Court Opinion

ID: 8996635
Source: CourtListenerOpinion
Date Created: 2022-11-27 12:41:19.123658+00
Date Added: 2024-06-11T17:11:04.167118
License: Public Domain

WIDENER, Circuit Judge,
concurring:
I concur in the result and, in large part, in the opinion of the court. However, I would add the following:
I do not concur in the opinion as it refers, on pages 798 and 799 thereof, to the presence or absence of “operative legal significance” given “to bad checks.” I think it apparent, even by our decision, that bad checks may and frequently do have operative legal significance, not that sought for in this case by Champion, however. I would not rely on that as a reason for our decision.

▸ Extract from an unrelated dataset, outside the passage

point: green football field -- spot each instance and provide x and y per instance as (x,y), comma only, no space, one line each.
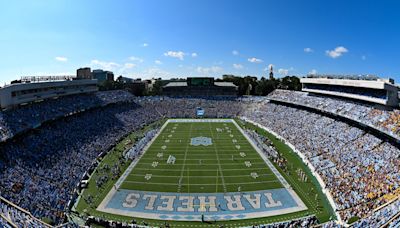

I concur in Part III(B) of the opinion, not for the reason that the courts below were not clearly erroneous in their holdings that the events which took place here were not in the ordinary course of business or financial affairs, but because, as it recites, that “[w]e do not believe that Congress intended a bad check and subsequent payments to make it good to be viewed as in the ordinary course of affairs between two parties or made according to ordinary business terms.” Also, as our opinion recites, I think making a bad check good must be considered “unusual action,” thus taking such a transaction out of the ordinary course of business or financial affairs of the parties. To rely on the factual determination of the courts below in the circumstances present here may suggest that if the parties had gone through like factual situations on previous occasions in making bad checks good, a finding of ordinary course of business or financial affairs might have been sustained. I do not think that is the case.